In May 2010 it was decided that the college would move to a new purpose-built site at the Beechwood farm, co-locating with the Scottish Agricultural College, the Centre for Health Science phase 4, and a training hotel operated by a partnership between the Calman Trust and Albyn Housing. This was completed in 2015 and includes facilities for private sector research & development, investors, student accommodation, sports facilities, a community and cultural centre within landscaped parkland. The 200 acre campus at Beechwood is just off the A9 south of Inverness. The principal of UHI at the time of the move, James Fraser, said: "This is a flagship development which will provide Inverness with a university campus and vibrant student life. It will have a major impact on the city and on the Highlands and Islands. UHI is a partnership of colleges and research centres throughout the region, and the development of any one partner brings strength to the whole institution." It was estimated that the new campus would contribute more than £50 million to the economy of the Highlands because it could attract innovative commercial businesses interested in research and development, while increasing the number of students who study within the city by around 3,000. The former Longman Road campus was demolished in 2019, and the site was subsequently proposed for residential and commercial redevelopment.

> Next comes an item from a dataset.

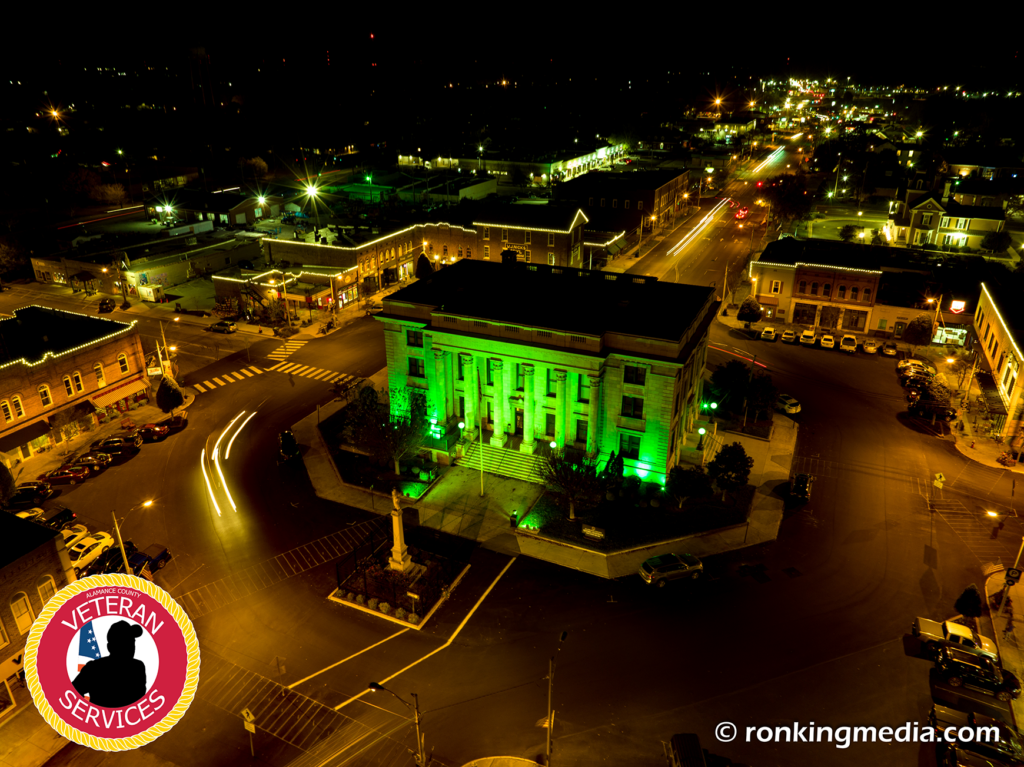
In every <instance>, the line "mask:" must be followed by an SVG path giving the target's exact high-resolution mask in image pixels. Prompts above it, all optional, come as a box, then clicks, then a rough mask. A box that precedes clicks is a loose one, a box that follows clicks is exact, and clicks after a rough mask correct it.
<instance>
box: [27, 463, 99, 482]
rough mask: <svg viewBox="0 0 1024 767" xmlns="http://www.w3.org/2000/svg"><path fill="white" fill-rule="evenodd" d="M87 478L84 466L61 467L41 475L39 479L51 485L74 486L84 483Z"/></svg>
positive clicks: (86, 471) (66, 466)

The former Midmills campus was redeveloped by Wasps Studios as the Inverness Creative Academy. Inverness College returned to Midmills as a tenant in 2019, leasing three rooms for art teaching, workshops and exhibitions.

==Governance==
In November 2012 Diane Rawlinson was appointed as Principal and Chief-executive, taking up the post in February 2013. In June 2017, the college's board of management appointed Christopher O'Neil to become principal in the following academic year.